Texte 1
Je n'avais, je n'ai, aucune prévention contre la maternité: les poupons ne m'avaient jamais
intéressée, mais, un peu plus âgés, les enfants me charmaient, souvent ; je m'étais proposé
d'en avoir à moi au temps où je songeais à épouser mon cousin Jacques. Si à présent je me
détournais de ce projet, c'est d'abord parce que mon bonheur était trop compact pour
qu'aucune nouveauté ne pût m'allécher. Un enfant n'eût pas resserré les liens qui nous
unissaient Sartre et moi : je ne souhaitais pas que l'existence de Sartre se reflétât et se
prolongeât dans celle d'un autre : il se suffisait, il me suffisait. Et je me suffisais : je ne rêvais
pas du tout de me retrouver dans une chair issue de mo1. D'ailleurs, je me sentais si peu
d'affinités avec mes parents que d'avance les fils, les filles que je pourrais avoir
m'apparaissaient comme des étrangers j'escomptais de leur part ou de l'indifférence, ou de
l'hostilité, tant j'avais eu d'aversion pour la vie de famille. Aucun fantasme affectif ne
m'incitait donc à la maternité.
SIMONE DE BEAUVOIR, La Force de l'âge, Gallimard, 1960.
Texte 2
Il y a effectivement danger, danger économique et danger militaire. Le danger économique
apparaît aujourd'hui à tous. Il résulte d'une ivresse technique, d'un développement trop rapide
de l'industrie dans des conditions où la machine, au lieu d'être mise au service de tous les
hommes, vient concurrencer victorieusement ceux-ci. Des hommes sont sans travail et sans
ressources en face d'une paradoxale surproduction et d'autres, ceux qui restent attachés à la
machine pendant un temps trop long, deviennent les esclaves de celle-ci, perdent l’initiative,
la spontanéité qui faisaient la valeur de l'ancien artisan. [...]
Il y a aussi le danger que j'appelais tout à l'heure militaire, celui qui résulte de la terrible
efficacité que la science a donné aux moyens de destruction. La question est angoissante de
savoir laquelle ira le plus vite dans ses effets, des deux possibilités de servir et de nuire qu'une
seule et même science met à la disposition des hommes.
PAUL LANGEVIN (1872-1946), Préface de L'Évolution humaine.
Texte 3
Juridiquement, si l'on ose le dire, la femme n'a d'existence qu'à titre d'épouse ou de mère dans
les sociétés africaines. Cela tient à ce que la société n'est pas composée seulement des vivants,
mais surtout des morts-les ancêtres-qui ont jeté les bases du groupe, qui sont les raisons de
vivre des vivants. Perpétuer leur culte, nous l'avons vu, est le principal but de la vie.

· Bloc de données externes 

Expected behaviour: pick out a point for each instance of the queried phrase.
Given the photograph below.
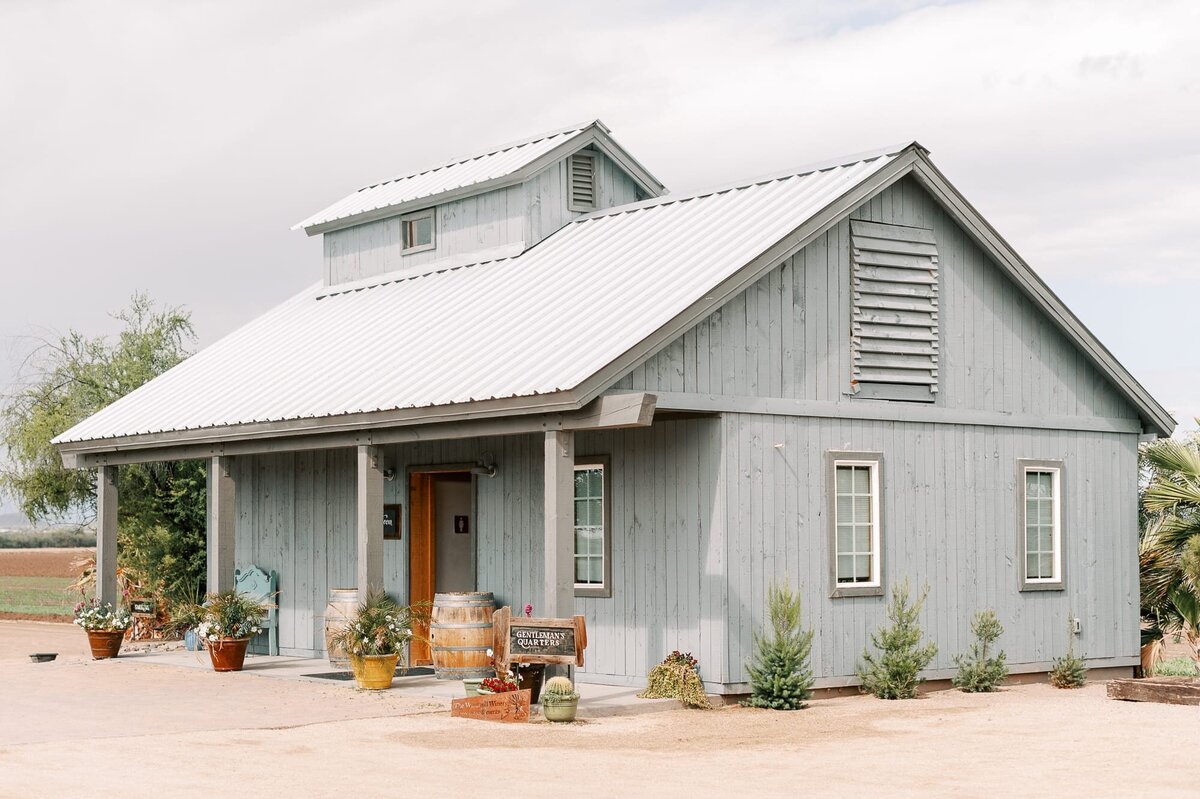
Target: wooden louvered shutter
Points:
(894, 312)
(582, 190)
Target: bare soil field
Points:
(127, 727)
(34, 583)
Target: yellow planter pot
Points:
(373, 672)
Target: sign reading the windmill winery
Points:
(538, 641)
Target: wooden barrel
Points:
(342, 604)
(461, 635)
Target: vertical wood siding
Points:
(789, 334)
(528, 212)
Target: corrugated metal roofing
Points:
(539, 323)
(444, 178)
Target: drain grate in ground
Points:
(420, 671)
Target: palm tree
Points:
(1169, 547)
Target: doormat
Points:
(420, 671)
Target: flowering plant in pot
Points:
(105, 626)
(227, 622)
(559, 701)
(377, 637)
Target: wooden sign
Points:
(391, 522)
(509, 707)
(538, 641)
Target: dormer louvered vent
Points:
(894, 313)
(581, 176)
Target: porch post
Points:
(559, 516)
(222, 493)
(106, 534)
(370, 518)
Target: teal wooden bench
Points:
(265, 587)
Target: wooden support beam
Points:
(106, 535)
(369, 511)
(559, 524)
(220, 528)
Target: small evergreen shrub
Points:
(677, 678)
(892, 674)
(780, 677)
(979, 671)
(1068, 671)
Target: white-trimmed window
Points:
(417, 232)
(855, 540)
(592, 538)
(1041, 552)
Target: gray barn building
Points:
(593, 396)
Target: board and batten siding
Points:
(789, 334)
(525, 212)
(949, 518)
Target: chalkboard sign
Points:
(538, 641)
(391, 522)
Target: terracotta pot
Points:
(373, 672)
(228, 654)
(105, 643)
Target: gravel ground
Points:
(138, 730)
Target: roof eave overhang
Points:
(559, 410)
(595, 134)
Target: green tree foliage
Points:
(1068, 671)
(892, 674)
(65, 380)
(780, 676)
(1169, 546)
(981, 671)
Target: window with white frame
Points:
(417, 232)
(1042, 524)
(592, 539)
(855, 523)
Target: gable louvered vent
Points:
(894, 314)
(582, 187)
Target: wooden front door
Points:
(441, 509)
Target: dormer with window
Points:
(484, 208)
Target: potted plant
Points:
(559, 701)
(227, 623)
(376, 637)
(497, 685)
(105, 626)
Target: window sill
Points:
(856, 590)
(1042, 587)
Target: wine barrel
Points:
(461, 635)
(342, 604)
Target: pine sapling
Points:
(979, 671)
(1068, 671)
(892, 674)
(780, 676)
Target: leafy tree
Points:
(780, 676)
(981, 671)
(65, 380)
(892, 674)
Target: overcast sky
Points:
(169, 146)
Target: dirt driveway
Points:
(131, 728)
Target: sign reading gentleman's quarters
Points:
(391, 522)
(519, 640)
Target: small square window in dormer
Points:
(581, 182)
(417, 232)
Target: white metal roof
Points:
(491, 167)
(535, 324)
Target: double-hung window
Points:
(593, 545)
(855, 534)
(1039, 484)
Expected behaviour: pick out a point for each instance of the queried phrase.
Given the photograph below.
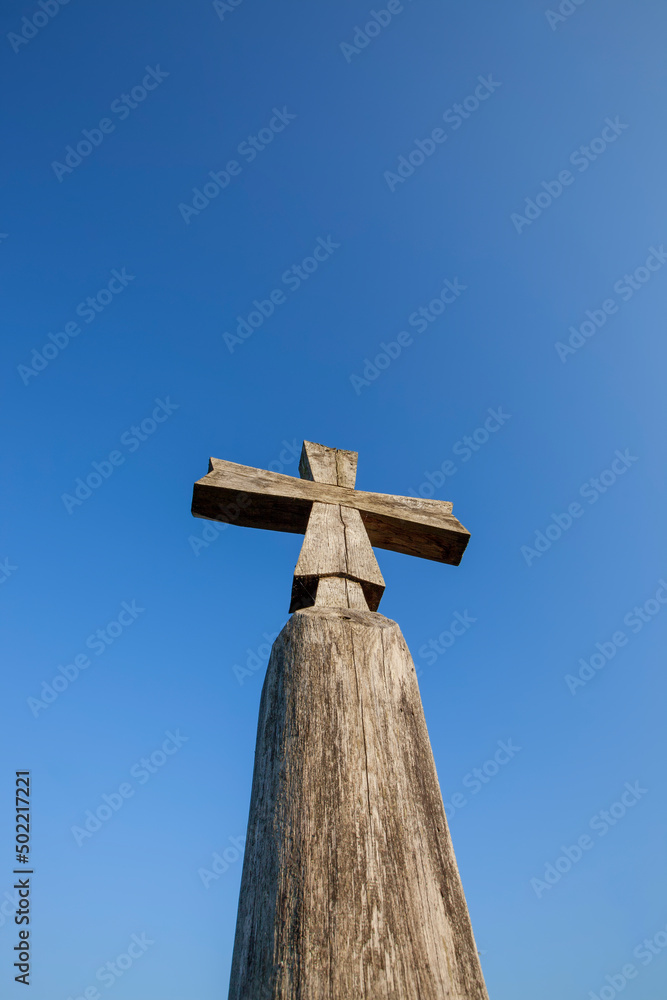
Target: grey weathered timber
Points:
(350, 888)
(254, 498)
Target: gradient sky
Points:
(167, 331)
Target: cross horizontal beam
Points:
(253, 498)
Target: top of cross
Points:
(336, 565)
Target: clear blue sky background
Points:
(161, 337)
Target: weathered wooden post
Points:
(350, 887)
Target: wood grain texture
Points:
(350, 888)
(328, 465)
(336, 544)
(254, 498)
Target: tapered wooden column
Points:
(350, 889)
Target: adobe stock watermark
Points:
(31, 26)
(121, 107)
(454, 116)
(113, 802)
(131, 439)
(98, 642)
(635, 620)
(249, 150)
(111, 972)
(431, 650)
(221, 863)
(601, 823)
(213, 529)
(222, 7)
(465, 448)
(581, 158)
(7, 569)
(88, 310)
(625, 287)
(378, 20)
(591, 491)
(474, 781)
(565, 10)
(419, 320)
(292, 278)
(645, 952)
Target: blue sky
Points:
(154, 373)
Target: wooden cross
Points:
(336, 566)
(350, 886)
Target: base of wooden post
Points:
(350, 888)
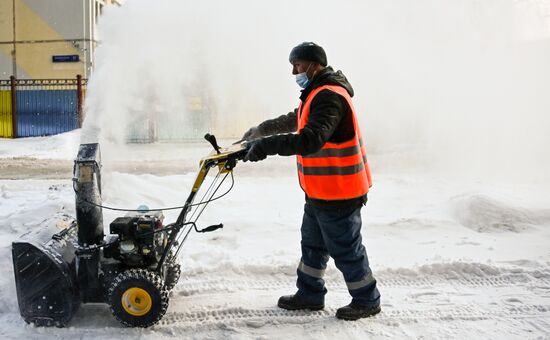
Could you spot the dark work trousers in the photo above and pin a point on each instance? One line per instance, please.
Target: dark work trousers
(336, 234)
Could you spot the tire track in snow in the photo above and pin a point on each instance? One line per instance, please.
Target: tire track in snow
(203, 285)
(223, 317)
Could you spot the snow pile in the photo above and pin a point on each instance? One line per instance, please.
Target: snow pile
(484, 214)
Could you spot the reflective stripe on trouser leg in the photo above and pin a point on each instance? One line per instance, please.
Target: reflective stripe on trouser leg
(314, 260)
(341, 232)
(314, 272)
(368, 280)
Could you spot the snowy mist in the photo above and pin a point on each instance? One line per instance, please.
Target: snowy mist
(445, 85)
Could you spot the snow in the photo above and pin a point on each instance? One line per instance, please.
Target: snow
(453, 98)
(453, 258)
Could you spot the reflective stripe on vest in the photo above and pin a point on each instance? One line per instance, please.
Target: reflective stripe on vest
(336, 171)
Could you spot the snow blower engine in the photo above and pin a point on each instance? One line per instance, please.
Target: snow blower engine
(132, 269)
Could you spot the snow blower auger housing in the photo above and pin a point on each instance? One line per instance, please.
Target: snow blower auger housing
(132, 269)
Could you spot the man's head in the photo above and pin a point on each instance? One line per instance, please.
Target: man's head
(307, 57)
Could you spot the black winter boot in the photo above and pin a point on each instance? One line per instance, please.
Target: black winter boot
(354, 311)
(294, 302)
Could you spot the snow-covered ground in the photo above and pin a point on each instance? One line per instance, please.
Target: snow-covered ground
(454, 258)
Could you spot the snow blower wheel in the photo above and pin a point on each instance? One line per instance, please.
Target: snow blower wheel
(137, 298)
(133, 268)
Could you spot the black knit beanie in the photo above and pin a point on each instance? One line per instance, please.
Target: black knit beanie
(309, 51)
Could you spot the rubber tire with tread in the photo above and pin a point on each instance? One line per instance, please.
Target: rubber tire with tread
(146, 280)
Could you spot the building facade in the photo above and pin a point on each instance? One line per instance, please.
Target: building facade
(48, 39)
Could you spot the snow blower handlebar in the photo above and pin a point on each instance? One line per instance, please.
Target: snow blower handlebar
(223, 158)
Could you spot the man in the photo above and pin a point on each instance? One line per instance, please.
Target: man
(334, 174)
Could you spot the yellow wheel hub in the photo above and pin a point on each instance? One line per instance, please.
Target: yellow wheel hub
(136, 301)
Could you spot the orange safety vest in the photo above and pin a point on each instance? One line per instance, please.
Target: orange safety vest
(337, 171)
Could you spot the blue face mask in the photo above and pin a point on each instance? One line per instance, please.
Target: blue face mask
(301, 80)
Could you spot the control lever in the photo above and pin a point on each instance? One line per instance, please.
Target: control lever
(211, 228)
(212, 140)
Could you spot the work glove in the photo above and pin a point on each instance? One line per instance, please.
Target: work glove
(252, 133)
(256, 151)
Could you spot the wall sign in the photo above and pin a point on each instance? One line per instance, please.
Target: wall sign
(66, 58)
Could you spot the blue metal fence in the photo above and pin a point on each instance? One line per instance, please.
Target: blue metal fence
(41, 107)
(46, 112)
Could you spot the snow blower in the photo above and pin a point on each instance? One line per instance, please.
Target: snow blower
(132, 269)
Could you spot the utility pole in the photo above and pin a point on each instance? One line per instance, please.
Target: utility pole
(14, 54)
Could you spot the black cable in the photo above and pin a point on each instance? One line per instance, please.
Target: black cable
(160, 209)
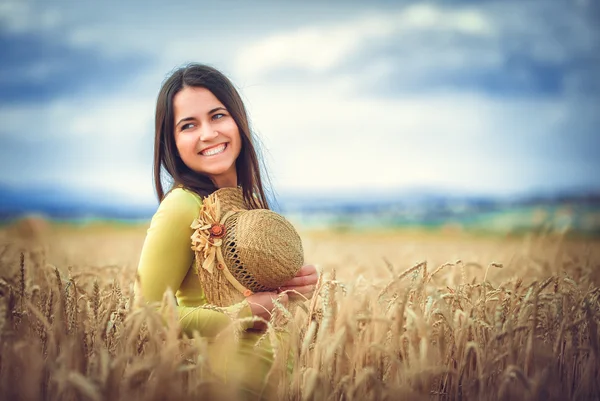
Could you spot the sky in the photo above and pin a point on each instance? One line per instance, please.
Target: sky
(494, 97)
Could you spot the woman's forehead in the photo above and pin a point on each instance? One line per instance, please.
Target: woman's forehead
(194, 100)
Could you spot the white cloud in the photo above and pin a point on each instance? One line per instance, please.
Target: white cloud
(323, 132)
(322, 48)
(319, 139)
(22, 16)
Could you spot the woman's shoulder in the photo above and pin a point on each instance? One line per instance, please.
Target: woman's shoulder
(182, 196)
(180, 202)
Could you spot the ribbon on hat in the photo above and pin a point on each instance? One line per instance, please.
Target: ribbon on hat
(209, 230)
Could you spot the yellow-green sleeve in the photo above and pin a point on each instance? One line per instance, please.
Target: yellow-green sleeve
(167, 257)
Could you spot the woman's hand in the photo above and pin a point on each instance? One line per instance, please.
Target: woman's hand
(261, 305)
(304, 283)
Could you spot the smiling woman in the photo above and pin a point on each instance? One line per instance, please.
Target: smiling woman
(189, 110)
(204, 144)
(208, 140)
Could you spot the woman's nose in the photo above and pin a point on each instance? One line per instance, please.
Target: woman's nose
(207, 133)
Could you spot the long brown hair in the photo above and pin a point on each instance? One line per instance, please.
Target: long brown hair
(166, 156)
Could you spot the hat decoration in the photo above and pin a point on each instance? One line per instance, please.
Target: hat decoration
(239, 250)
(208, 239)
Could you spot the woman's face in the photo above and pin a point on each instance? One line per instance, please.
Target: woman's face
(206, 136)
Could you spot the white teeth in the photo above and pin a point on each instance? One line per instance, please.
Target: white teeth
(214, 151)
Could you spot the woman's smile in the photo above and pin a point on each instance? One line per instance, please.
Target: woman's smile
(214, 150)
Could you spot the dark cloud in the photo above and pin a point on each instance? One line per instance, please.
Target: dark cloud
(37, 68)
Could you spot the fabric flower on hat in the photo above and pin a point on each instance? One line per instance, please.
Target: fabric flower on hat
(208, 233)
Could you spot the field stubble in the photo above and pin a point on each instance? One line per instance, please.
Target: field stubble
(424, 316)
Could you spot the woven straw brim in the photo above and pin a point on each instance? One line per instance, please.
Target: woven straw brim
(261, 249)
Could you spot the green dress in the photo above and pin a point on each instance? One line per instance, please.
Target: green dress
(167, 261)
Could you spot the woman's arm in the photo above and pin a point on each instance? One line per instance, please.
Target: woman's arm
(166, 258)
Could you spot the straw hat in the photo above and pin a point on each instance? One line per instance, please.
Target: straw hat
(241, 251)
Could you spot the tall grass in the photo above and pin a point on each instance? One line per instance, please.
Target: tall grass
(522, 328)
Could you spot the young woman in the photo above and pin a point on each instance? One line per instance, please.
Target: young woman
(203, 142)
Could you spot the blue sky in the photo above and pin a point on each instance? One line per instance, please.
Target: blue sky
(495, 97)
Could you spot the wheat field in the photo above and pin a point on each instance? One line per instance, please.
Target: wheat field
(397, 315)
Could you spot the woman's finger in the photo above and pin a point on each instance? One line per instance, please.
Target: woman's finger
(301, 281)
(304, 290)
(307, 270)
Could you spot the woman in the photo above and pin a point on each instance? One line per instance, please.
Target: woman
(203, 142)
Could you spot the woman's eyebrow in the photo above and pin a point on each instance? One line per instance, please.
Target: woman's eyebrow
(192, 118)
(185, 119)
(217, 108)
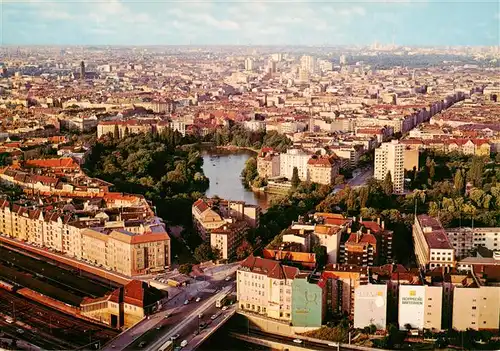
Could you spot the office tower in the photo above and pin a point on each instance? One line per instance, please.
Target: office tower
(389, 157)
(82, 70)
(271, 66)
(249, 64)
(308, 63)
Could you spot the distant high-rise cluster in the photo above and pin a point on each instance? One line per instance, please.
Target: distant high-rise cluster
(82, 70)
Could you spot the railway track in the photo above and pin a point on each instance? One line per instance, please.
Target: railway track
(56, 324)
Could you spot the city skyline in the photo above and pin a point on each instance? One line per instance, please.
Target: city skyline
(122, 22)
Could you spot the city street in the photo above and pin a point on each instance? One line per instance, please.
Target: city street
(150, 330)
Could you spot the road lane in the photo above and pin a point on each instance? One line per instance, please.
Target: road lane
(188, 319)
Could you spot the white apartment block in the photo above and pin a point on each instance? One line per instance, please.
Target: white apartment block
(389, 157)
(466, 239)
(476, 308)
(265, 287)
(294, 158)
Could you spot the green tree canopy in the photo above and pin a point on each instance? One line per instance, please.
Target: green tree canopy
(295, 178)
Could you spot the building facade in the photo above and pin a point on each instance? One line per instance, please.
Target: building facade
(389, 157)
(420, 307)
(265, 287)
(432, 246)
(370, 306)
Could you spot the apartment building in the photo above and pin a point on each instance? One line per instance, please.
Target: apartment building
(223, 223)
(323, 169)
(294, 158)
(389, 157)
(370, 306)
(476, 307)
(432, 246)
(308, 301)
(125, 250)
(268, 163)
(265, 287)
(420, 307)
(370, 245)
(228, 237)
(464, 240)
(341, 282)
(122, 128)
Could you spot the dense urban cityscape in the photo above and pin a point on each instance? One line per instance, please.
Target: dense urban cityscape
(230, 197)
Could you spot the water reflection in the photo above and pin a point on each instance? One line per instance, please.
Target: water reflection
(223, 168)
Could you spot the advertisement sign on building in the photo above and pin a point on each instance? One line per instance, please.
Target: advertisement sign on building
(370, 306)
(411, 306)
(307, 304)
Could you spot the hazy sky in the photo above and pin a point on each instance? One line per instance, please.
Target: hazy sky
(251, 22)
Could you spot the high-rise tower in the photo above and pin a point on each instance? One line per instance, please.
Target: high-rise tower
(82, 70)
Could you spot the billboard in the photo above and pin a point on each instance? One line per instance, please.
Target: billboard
(411, 306)
(307, 304)
(370, 306)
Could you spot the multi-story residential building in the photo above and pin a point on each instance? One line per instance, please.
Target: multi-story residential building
(323, 169)
(227, 238)
(308, 301)
(465, 240)
(360, 249)
(268, 163)
(125, 250)
(265, 287)
(432, 246)
(223, 223)
(294, 158)
(341, 282)
(476, 307)
(420, 307)
(370, 245)
(370, 306)
(205, 218)
(389, 157)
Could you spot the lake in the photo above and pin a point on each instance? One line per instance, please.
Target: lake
(223, 168)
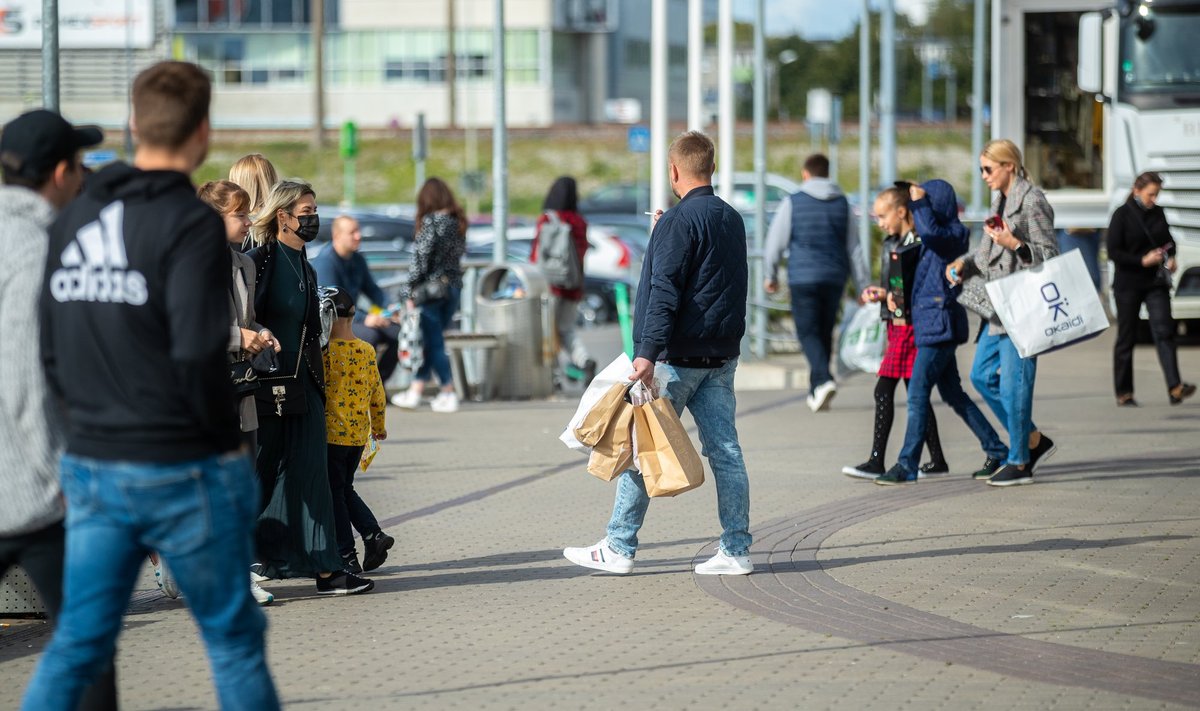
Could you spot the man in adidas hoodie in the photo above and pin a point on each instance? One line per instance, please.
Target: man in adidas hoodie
(135, 326)
(39, 156)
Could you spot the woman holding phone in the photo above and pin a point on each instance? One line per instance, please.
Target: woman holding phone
(1143, 251)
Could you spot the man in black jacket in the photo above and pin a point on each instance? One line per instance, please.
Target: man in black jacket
(689, 322)
(135, 326)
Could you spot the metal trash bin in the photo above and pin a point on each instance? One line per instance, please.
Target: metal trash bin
(513, 303)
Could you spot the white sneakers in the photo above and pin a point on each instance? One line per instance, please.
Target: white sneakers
(603, 557)
(445, 402)
(600, 557)
(725, 565)
(261, 596)
(822, 396)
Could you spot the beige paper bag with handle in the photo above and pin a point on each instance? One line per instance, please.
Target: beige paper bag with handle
(665, 455)
(615, 450)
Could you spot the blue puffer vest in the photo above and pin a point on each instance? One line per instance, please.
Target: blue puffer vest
(937, 317)
(816, 252)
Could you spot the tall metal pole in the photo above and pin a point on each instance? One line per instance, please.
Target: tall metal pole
(725, 99)
(51, 54)
(318, 73)
(499, 143)
(695, 65)
(760, 180)
(977, 59)
(864, 126)
(659, 105)
(887, 93)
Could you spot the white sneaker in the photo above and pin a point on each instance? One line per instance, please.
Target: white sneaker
(445, 402)
(600, 557)
(407, 400)
(261, 596)
(822, 396)
(725, 565)
(166, 580)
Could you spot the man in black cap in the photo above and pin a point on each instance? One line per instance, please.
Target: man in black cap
(41, 169)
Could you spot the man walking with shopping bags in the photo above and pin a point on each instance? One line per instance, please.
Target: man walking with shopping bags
(688, 322)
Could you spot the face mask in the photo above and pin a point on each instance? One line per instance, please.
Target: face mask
(309, 226)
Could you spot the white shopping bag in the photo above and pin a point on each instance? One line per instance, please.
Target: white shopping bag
(617, 371)
(1049, 306)
(863, 340)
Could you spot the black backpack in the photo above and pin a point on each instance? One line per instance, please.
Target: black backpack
(557, 256)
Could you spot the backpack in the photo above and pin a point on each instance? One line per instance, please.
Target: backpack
(557, 256)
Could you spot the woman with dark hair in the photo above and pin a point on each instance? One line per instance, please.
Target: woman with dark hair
(435, 281)
(1143, 251)
(297, 533)
(561, 211)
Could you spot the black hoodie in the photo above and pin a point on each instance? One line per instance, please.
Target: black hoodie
(136, 320)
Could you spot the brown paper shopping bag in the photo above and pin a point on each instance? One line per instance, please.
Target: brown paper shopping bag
(595, 422)
(615, 450)
(667, 459)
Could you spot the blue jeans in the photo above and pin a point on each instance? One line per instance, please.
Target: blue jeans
(435, 321)
(1005, 381)
(198, 515)
(936, 365)
(708, 394)
(815, 314)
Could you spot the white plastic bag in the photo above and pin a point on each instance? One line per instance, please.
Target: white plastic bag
(863, 340)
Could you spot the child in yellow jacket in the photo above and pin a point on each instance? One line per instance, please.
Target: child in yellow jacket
(354, 412)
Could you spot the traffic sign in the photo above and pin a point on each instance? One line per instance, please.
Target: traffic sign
(639, 139)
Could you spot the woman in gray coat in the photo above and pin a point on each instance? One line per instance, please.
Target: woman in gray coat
(1019, 234)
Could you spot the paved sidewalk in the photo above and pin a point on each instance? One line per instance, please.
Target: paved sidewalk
(1077, 592)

Chaque membre de la société contribue à perpétuer le culte en assurant le renouvellement des
générations, Où alors se tiendra la femme célibataire dans ce milieu ? Puisqu'elle n'est pas
apte à assurer le renouvellement des générations, ne s’excommunie-t-elle pas d'elle-même de
l'église familiale et des avantages de son corps mystique ?
La pression des croyances et des traditions a forgé chez la femme africaine une véritable
vocation de mère, à tel point que l'occasion de l'être lui manquant, c'est toute la raison de
vivre qui lui manque. La société d'ailleurs lui dispense de nombreuses sanctions diffuses
quand seulement elle tarde à se marier : elle est indiquée du doigt dans les rues, traitée de
« pied plat », ce qui passe pour porter malheur à l'homme ; on l'appelle « le bois que le feu
refuse de consumer », ce qui est encore une bien grave injure.
MAXIMILIEN QUÉNUM, Afrique noire, rencontre avec l'Occident, Nathan.